The present study has certain limitations. The calculated sample size of 17 patients per group to achieve a power of 80% was not reached. The high rate of intraoperative drop-outs was not expected and the study must be regarded as underpowered. In addition, the study was started only shortly after the introduction of the all-inside ACL reconstruction technique in our department. Possible later improvements in the technical performance of a new technique over time (the learning curve) must therefore be regarded as a limitation of the study. The femoral tunnel reaming technique was not unique in the group with all-inside button fixation. Angulation of the femoral tunnel has been reported to affect femoral tunnel widening. Transtibial tunnel drilling has been reported to show more femoral tunnel widening in comparison with the medial portal or outside-in drilling techniques [22, 43]. However, the initial increase in femoral tunnel widening after 6 months cannot be explained by the outside-in femoral tunnel drilling, as the latter was associated with less femoral tunnel widening in this group. The tunnel location did not differ between medial portal and outside-in drilling.

Strengths of the present study include its prospective randomized trial design, with longitudinal tunnel widening volume assessment on CT scans.
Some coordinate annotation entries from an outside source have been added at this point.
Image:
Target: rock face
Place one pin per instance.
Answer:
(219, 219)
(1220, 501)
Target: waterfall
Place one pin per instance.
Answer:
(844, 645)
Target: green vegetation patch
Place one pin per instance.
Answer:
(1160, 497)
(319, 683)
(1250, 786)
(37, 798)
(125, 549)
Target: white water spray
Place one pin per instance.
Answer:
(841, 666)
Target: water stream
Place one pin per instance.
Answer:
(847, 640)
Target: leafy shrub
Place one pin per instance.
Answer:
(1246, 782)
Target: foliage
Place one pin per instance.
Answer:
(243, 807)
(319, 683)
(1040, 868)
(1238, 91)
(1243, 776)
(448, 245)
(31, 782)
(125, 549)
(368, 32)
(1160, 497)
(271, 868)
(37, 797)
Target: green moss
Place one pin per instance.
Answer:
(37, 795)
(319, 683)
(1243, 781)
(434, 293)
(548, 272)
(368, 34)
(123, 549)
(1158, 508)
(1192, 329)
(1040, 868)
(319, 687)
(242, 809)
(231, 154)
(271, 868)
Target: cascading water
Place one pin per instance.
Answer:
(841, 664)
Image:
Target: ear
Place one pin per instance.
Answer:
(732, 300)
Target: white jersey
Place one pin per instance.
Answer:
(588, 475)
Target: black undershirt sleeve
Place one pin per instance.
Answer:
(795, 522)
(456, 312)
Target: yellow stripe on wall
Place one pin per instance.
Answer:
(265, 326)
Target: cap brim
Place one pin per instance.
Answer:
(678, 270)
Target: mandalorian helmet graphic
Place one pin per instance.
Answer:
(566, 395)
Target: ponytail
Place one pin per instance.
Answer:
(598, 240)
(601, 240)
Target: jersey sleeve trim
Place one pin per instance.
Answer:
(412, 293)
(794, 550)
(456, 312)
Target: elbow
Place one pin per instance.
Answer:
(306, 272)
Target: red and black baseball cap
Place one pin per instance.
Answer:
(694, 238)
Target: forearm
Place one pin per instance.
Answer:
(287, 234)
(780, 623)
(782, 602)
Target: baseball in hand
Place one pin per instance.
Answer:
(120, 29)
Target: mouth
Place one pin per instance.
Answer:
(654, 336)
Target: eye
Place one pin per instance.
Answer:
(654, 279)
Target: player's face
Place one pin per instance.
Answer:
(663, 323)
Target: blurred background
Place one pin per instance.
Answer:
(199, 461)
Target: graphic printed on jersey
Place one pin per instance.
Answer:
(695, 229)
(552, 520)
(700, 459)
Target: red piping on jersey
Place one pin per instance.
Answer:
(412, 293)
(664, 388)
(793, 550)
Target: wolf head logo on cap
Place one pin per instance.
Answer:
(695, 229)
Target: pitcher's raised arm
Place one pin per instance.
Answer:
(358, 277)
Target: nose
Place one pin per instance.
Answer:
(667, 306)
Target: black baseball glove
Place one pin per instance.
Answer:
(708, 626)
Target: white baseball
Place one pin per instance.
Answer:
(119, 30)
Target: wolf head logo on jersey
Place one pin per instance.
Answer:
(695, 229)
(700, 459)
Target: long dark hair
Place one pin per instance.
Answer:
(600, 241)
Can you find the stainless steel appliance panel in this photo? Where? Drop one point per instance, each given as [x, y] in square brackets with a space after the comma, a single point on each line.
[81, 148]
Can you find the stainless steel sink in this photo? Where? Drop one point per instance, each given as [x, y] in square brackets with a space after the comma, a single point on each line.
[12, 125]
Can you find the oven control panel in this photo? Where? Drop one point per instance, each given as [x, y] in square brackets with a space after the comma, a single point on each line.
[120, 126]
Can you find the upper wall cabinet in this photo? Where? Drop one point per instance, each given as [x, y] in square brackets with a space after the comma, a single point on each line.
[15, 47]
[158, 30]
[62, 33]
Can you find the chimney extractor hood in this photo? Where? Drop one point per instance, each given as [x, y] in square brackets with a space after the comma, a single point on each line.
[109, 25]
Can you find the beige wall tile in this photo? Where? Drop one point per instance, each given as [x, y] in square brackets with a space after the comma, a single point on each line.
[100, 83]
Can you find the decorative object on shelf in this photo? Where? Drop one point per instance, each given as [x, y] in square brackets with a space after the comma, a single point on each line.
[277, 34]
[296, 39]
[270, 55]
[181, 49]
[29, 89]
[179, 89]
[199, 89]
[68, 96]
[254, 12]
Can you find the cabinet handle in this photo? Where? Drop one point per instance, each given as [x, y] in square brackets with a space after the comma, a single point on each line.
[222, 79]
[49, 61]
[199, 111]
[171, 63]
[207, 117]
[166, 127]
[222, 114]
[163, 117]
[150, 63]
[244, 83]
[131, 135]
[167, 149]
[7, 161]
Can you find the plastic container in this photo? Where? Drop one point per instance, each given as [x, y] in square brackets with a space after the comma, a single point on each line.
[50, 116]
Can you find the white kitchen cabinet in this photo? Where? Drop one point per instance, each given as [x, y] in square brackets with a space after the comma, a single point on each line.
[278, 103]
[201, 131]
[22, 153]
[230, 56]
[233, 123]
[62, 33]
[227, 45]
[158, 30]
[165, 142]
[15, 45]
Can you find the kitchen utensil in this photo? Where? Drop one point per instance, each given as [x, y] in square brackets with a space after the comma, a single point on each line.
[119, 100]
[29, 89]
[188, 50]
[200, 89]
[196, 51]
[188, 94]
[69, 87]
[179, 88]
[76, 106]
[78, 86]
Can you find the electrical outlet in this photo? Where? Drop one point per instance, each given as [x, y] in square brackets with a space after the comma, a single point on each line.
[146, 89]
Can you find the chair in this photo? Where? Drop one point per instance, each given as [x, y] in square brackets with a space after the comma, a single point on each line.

CT is the most accurate image modality for assessing tunnel widening after ACL reconstruction [26, 30]. The clinical relevance of this study is that ACL reconstruction with tibial button fixation results in smaller tunnels in comparison with screw fixation; this may be advantageous if revision ACL reconstruction is required.

Conclusions

All-inside ACL reconstruction using button fixation was associated with less tibial tunnel widening and smaller tunnels after 2 years in comparison with ACL reconstruction using screw fixation. There were no significant differences in the clinical outcome between the two groups.